There is no New Jersey Estate Tax for estates of non-resident decedents.
Decedents who reside in other states are still subject to the New Jersey Inheritance Tax if they own tangible personal property (e.g. automobile, boat, furniture, jewelry, etc.) or real estate located in New Jersey. For example, if a resident of Florida dies owning a summer house on the Jersey shore, and transfers that house in his will to his favorite nephew, New Jersey will tax the transfer regardless of the value of the real estate.
New Jersey taxes non-residents on the transfer of this property and requires the filing of Form IT-NR in certain situations.
First, when is Form IT-NR not required to be filed? If all of the beneficiaries of decedent’s estate, both in and outside of New Jersey, are either Class A beneficiaries or charitable organizations, no tax is imposed and Form IT-NR is not required. (Note however, that there still may be a reporting obligation using Form L-9 NR).
Class A beneficiaries include a parent, grandparent, spouse, civil union partner, child (including a legally adopted child), grandchild, and stepchild.
Beneficiaries such as a brother, sister, spouse of a child, niece, nephew, business partner, favorite waitress, are not Class A beneficiaries.
If the decedent’s estate passes into or through a trust, where all beneficiaries are Class A, Form IT-NR is not required to be filed.
Second, when is Form IT-NR required to be filed? The form and taxes owed are due eight (8) months following the decedent’s death. Note that Form L-9 NR is for informational purposes only and has no due date. Taxes not paid within this timeframe will accrue interest at 10% per year.
Third, what if all beneficiaries of the estate reside outside of New Jersey? Doesn’t matter, the tax is based on where the property is located, not where the beneficiaries are located.
Fourth, what happens if the decedent had a bank account in New Jersey? Bank accounts are considered intangible assets and are not subject to the inheritance tax for non-residents. The executor or beneficiary may still be required to file an affidavit with the branch to recover the assets.
Fifth, what about stock in New Jersey companies or membership interests in a partnership or LLC? These assets are also considered to be intangible assets not subject to the tax.
Does this mean that a person can transfer real property to an entity and avoid payment of the tax? Possibly, there are many planning strategies available (and also traps for the unwary). It would be a good idea to consult with local counsel before transferring interests in New Jersey real estate.
Sixth, my aunt left me real estate. How much tax do I owe? First, take a look at your aunt’s will to see how taxes are apportioned. If it’s determined that you must pay the New Jersey Inheritance Taxes, then calculate the tax based on the fair market value of the property as of your aunt’s death. If the property was worth $346,000, the inheritance tax imposed will equal $51,900. However, if you inherit the same property from your brother, the tax would be reduced to $35,310.
Seventh, why is there a tax if the property is worth less than 675,000? Two different concepts. The 675,000 number is the old exemption amount when New Jersey had an estate tax.

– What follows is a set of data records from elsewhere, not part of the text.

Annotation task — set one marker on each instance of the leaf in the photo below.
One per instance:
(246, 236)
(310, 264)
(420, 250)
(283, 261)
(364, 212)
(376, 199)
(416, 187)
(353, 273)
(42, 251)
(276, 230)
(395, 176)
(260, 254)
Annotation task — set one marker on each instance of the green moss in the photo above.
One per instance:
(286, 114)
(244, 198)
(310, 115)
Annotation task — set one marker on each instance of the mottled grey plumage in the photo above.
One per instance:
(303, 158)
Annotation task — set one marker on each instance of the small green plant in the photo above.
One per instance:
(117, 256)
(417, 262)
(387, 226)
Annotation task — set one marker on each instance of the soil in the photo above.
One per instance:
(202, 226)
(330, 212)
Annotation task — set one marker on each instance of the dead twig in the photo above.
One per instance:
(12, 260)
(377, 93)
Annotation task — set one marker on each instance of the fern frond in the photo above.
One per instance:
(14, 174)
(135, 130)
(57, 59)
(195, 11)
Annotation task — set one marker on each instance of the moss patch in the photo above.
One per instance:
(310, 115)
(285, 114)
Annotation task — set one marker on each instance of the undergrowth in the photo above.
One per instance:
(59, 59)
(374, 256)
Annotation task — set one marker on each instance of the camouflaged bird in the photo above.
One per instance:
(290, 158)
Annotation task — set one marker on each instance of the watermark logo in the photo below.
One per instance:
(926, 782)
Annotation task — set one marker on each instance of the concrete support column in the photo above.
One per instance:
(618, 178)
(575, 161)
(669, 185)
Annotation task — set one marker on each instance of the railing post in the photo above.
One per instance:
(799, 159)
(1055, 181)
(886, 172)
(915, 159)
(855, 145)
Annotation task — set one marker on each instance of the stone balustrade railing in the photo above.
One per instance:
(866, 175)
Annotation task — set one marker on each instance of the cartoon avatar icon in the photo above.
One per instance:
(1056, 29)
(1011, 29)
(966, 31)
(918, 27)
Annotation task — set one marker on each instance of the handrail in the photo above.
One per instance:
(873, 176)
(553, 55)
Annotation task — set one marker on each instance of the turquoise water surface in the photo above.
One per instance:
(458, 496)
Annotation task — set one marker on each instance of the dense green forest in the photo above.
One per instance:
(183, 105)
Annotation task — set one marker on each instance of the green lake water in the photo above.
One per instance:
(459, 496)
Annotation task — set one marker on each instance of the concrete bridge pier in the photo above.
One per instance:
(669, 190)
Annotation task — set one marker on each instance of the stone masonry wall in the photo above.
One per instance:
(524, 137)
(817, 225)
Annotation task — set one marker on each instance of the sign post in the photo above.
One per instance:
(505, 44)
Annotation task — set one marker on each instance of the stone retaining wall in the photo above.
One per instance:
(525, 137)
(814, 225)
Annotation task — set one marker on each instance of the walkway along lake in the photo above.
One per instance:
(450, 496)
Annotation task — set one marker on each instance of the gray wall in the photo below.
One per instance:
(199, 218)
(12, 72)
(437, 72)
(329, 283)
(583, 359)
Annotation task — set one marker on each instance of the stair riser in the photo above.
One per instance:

The New Jersey Inheritance Tax applies to all transfers of tangible property and real estate valued at $500 or more.
Eighth, can my accountant prepare Form IT-NR? Possibly. Accountants that are familiar with the New Jersey Inheritance Tax can be a good choice if they often file these returns. Also consider having a tax attorney either prepare the form or work with your accountant, as certain factual situations may require interpretation and the taking and defending of certain positions with respect to the New Jersey Division of Taxation.